Referenten waren am Mittwoch Klaus Koch, selbständiger Umweltberater aus Norddeutschland, und Peter Gebhardt, Umweltingenieur aus Mittelhessen. Ihre Vorträge glichen inhaltlich den beiden früheren Informationsrunden der BI.
So stellte Gebhardt das geplante Kraftwerk, in dem vorbehandelter Müll verfeuert werden soll, schematisch vor. Kritik äußerte der Umweltingenieur vor allem an der vorgesehenen Filtertechnik und setzte etwa Müllverbrennungsanlagen (MVA) in Bielefeld und Emlichheim als Vergleiche dagegen. Statt aufwendiger vierstufiger Filterung samt Gewebefilter, Katalysator und „Wäscher" wie in Bielefeld sei in Korbach nur ein einstufiges Verfahren geplant. Wenn dies ausfalle, würden die Abgase weitgehend ungefiltert in die Luft geblasen, warnte Gebhardt.
Die Anlagen in Bielefeld und Emlichheim hätten erheblich geringere Schadstoffwerte, als in Korbach beantragt werde. Allein die Bezeichnung „Industrieheizkraftwerk" sei eine Verklausulierung, denn auch in Korbach werde schlicht Abfall verbrannt - ob nun vorbehandelt und zerhäckselt oder nicht.

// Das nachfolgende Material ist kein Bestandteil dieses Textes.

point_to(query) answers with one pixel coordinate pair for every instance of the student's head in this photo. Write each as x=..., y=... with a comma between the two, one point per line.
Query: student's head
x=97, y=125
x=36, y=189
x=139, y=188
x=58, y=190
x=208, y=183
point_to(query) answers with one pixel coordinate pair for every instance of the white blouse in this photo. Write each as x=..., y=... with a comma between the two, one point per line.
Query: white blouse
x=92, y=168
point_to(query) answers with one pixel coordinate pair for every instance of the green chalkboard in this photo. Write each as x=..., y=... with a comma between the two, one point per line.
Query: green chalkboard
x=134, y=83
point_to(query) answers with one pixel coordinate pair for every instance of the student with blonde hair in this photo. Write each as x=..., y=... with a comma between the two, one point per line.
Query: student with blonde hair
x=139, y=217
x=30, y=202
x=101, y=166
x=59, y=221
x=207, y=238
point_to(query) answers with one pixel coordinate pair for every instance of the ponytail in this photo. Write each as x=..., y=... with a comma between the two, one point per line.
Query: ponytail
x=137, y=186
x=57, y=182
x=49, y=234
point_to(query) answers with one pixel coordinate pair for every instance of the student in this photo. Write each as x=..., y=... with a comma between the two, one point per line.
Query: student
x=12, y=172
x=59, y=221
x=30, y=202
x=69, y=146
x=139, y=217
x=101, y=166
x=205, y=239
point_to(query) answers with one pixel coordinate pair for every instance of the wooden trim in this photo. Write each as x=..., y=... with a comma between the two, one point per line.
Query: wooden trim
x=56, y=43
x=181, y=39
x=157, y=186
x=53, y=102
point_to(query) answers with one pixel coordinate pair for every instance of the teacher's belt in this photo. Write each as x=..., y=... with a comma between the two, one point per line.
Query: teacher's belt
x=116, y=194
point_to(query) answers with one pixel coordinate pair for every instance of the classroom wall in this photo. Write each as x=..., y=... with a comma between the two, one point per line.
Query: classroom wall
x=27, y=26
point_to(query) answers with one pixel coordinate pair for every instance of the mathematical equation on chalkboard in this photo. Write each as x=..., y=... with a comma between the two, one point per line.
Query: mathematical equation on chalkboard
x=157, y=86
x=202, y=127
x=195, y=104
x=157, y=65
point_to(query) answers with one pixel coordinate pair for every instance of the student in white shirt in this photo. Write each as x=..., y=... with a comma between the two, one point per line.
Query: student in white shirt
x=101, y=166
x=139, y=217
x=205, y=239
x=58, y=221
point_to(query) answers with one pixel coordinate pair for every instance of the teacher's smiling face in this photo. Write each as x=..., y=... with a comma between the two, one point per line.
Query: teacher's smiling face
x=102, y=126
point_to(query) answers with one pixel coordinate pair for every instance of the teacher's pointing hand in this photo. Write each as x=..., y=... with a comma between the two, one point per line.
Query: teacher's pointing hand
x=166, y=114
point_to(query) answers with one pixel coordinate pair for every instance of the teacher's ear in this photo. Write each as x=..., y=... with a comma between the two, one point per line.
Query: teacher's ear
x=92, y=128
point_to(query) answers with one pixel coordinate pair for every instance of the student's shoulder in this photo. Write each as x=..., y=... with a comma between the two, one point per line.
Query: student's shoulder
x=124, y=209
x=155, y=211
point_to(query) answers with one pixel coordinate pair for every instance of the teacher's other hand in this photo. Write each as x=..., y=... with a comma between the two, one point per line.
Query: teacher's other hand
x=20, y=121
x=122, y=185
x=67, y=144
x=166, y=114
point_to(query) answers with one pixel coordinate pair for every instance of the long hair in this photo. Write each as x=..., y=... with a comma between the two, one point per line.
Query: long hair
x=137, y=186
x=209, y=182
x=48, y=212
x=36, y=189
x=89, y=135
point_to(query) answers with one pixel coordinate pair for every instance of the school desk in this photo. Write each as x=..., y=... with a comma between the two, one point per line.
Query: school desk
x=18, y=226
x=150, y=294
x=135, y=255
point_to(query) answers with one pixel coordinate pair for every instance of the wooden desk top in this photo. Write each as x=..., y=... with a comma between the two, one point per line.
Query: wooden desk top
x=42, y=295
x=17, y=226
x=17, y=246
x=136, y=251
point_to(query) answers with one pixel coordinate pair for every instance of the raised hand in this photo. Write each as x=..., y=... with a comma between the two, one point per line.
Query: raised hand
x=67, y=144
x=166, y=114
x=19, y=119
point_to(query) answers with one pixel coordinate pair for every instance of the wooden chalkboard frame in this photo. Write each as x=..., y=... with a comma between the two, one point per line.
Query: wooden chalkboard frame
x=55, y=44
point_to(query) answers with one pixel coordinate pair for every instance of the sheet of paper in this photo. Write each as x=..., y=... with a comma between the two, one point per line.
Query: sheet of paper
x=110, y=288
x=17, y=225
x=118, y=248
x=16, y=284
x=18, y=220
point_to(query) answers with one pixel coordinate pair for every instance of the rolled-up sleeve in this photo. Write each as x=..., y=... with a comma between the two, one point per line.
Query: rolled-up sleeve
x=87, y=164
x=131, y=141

Zudem räumte Gebhardt mit der Behauptung auf, in Deutschland gebe es die strengsten europäischen Grenzwerte. Die Europäische Union habe inzwischen ähnliche Verordnungen, in den Niederlanden seien die Grenzwerte sogar deutlich schärfer als in Deutschland. Dabei geht es vor allem um Schwermetalle, Dioxine und Stickoxide.
Gebhardts Fazit: Das in Korbach von MVV Energie (Mannheim) für Conti
geplante Kraftwerk entspreche keineswegs dem modernsten Stand der Technik. Eine Anlage, die doppelt, dreifach oder gar zehnfach emittiert, kann kein Fortschritt sein."
Klaus Koch nannte weitere kritische Punkte. Der Standort bei Conti liege im Wasserschutzgebiet, zudem gebe es im Umfeld Korbachs bereits zahlreiche Altlastenfunde - darunter auch eine alte Deponie von Conti an der Straße nach Flechtdorf.
„Hier muss eine vernünftige Datenbasis erhoben werden", unterstrichen deshalb Koch und Gebhardt. Der Betreiber MVV wolle keine eigenen Messdaten an Ort und Stelle erheben, und die künftigen Zusatzbelastungen resultierten allein aus Modellrechnungen.
So untermauerten das Aktionsbündnis und die Referenten „unsere Forderung nach einer humantoxikologischen Vorbelastungsuntersuchung", betonte Dr. Julia Günther-Pusch, Sprecherin der Bürgerinitiative. Zugleich wurde eines bei der Veranstaltung offenbar: Das geplante Heizkraftwerk, in dem Müll von außerhalb verfeuert werden soll, ist längst kein Thema mehr allein für Korbach. „Die ganze Bevölkerung in Twistetal hat großes Interesse, dass jetzt die Belastungen gemessen werden und man dann auch genau weiß, was hinterher aus dem Schornstein rauskommt", bekundete etwa der Berndorfer Ortsvorsteher Wilhelm Pötter.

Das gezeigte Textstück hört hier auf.